If he were to be fair, the Chairman –- if he had wanted to include Annexes to accompany the decision to launch negotiations -- should have captured the different views of members on what would constitute modalities of negotiations. The different views on the issues were clearly spelt out in the Working Groups and can be seen in the reports of the meetings. The different views were also voiced at the informal consultations of the last two months on the Singapore Issues. However, the Chairman has failed to do so and instead he has placed only the views of the EC and Japan, the proponents of negotiations, especially for the investment and competition issues.

The EC-Japan text on investment (Annex D) was only tabled at informal heads-of-delegation meetings on 22 August, and was heavily criticized by many countries. It was not agreed that it should be included in the draft Cancun Text.

The text on Competition (Annex E) is based on one of the three options put out by F. Jenny, chair of the competition working group, to a small group of delegations and not even discussed at a HOD meeting nor adopted by the HOD meetings. In fact, Mr Jenny in an earlier paper even suggests that this option has only minority support, and he therefore put forward two other options. It is therefore strange and not acceptable that this “minority view” has now become a full Annex.

The text on transparency in government procurement (Annex F) is based on an EC paper that was floated to a small group during informal consultations the week before the Revised Cancun Draft was issued. This EC text was rejected by some developing countries present. In fact the Chair of the consultations on TGP did produce his own draft which contained positions that included more of the developing countries’ views than the EC paper, but it was not accepted either by the small group consultations. . Neither the EC nor the Chairman’s drafts were tabled at the HOD meetings. And yet the EC’s extreme draft has now surfaced as Annex F.

On trade facilitation, there is no known draft of the proponents that was tabled at the consultations or at the HOD. Yet a text with the proponents’ position has suddenly surfaced as Annex G.

There is thus an imbalance in the structure of the Draft on Singapore issues. The proponents of negotiations have their Option 1 in the Text plus four full Annexes, which they can use to full effect in Cancun. On the other hand, the large number of countries that do not want to start negotiations have only their Option 2, without having their own Annexes on what they would like to see in the further clarification of issues. Nor are their views represented in the Annexes D to G where the Chairman has only put down the views of the proponents, especially EC and Japan.

On 27 August, 13 developing countries that are in favour of Option 2 submitted a document to the WTO General Council (with a cover letter by the India Ambassador) outlining Issues for Further Clarification for each of the Singapore Issues.
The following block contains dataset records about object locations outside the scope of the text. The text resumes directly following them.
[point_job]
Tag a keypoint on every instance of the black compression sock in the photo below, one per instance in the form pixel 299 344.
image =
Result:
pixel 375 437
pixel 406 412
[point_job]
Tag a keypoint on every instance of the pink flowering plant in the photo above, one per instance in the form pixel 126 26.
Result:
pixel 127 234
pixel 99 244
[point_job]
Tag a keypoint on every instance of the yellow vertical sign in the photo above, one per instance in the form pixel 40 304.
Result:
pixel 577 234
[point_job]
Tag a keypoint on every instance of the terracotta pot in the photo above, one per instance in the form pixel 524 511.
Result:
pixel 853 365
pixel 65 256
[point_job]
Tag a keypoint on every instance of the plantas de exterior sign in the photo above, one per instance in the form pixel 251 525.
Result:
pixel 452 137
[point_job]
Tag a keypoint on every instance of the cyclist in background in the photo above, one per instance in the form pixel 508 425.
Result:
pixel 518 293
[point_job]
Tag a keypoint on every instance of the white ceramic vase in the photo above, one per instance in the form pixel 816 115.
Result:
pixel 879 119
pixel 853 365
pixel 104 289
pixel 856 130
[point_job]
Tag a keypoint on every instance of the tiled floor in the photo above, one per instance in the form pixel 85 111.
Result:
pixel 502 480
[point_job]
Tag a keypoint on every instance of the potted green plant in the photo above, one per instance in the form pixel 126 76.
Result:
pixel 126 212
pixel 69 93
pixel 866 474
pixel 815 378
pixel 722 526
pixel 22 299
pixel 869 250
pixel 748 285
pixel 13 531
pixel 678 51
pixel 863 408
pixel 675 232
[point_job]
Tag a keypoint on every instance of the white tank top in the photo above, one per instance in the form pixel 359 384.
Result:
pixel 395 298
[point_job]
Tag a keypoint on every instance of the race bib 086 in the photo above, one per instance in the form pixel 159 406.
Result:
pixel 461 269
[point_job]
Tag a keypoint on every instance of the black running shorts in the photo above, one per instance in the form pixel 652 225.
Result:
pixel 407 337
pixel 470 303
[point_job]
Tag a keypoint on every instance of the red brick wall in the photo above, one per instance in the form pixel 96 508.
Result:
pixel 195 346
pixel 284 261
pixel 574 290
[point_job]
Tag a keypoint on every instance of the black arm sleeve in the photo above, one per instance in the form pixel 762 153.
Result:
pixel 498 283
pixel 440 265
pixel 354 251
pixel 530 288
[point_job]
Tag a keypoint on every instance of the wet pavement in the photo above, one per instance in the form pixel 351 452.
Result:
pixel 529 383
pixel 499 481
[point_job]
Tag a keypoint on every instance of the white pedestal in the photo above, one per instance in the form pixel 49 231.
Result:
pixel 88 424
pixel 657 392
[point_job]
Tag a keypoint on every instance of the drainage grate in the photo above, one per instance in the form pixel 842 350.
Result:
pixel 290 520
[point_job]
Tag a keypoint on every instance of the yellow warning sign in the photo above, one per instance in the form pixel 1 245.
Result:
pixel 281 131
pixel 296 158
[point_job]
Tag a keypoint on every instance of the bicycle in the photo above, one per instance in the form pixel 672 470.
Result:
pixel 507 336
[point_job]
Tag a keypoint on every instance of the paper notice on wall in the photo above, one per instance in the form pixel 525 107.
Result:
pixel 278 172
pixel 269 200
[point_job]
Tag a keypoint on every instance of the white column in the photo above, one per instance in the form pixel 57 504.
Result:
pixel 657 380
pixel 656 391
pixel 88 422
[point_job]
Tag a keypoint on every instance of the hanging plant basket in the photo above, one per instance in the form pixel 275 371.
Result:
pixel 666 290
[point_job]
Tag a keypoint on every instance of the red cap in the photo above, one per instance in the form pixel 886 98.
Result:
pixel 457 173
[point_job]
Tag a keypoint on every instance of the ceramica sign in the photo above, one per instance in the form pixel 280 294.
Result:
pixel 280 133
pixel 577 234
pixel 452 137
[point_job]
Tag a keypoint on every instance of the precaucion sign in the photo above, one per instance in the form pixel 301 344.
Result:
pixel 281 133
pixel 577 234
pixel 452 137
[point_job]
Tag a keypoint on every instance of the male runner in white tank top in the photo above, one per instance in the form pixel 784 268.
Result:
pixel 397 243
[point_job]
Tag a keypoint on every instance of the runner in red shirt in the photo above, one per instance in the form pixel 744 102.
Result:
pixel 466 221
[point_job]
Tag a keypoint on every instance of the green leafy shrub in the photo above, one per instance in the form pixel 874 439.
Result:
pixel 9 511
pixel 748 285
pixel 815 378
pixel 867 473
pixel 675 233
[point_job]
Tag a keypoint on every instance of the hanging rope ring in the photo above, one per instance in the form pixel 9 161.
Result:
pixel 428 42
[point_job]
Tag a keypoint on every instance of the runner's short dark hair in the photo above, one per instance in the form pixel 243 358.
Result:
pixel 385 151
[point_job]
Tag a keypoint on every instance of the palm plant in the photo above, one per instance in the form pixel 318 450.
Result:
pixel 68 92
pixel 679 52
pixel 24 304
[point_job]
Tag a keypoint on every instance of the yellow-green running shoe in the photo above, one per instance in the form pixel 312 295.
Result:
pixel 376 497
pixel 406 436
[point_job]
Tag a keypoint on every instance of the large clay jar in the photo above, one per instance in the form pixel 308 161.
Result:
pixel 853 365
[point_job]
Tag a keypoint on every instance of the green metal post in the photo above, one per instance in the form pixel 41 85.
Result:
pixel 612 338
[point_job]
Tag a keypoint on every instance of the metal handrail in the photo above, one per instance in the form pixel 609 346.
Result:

The countries have requested the General Council Chairman to add these four documents as Annexes to the draft text to be transmitted to the Ministers. The aim is that countries that do not want to begin negotiations can have their views reflected on what issues should be the subject of further clarification, and thus be an alternative to the extreme existing Annexes. However the Chairman has NOT appended these alternative Annexes to his draft. On 4 Sept, the same proposal of the original 13 countries was published as an official WTO Ministerial document, this time sponsored by the LDC Group and 15 non-LDC developing countries, thus making it a document formally sponsored by 40 members. This document should be given prominence during the Cancun discussions even though it is not part of the draft text.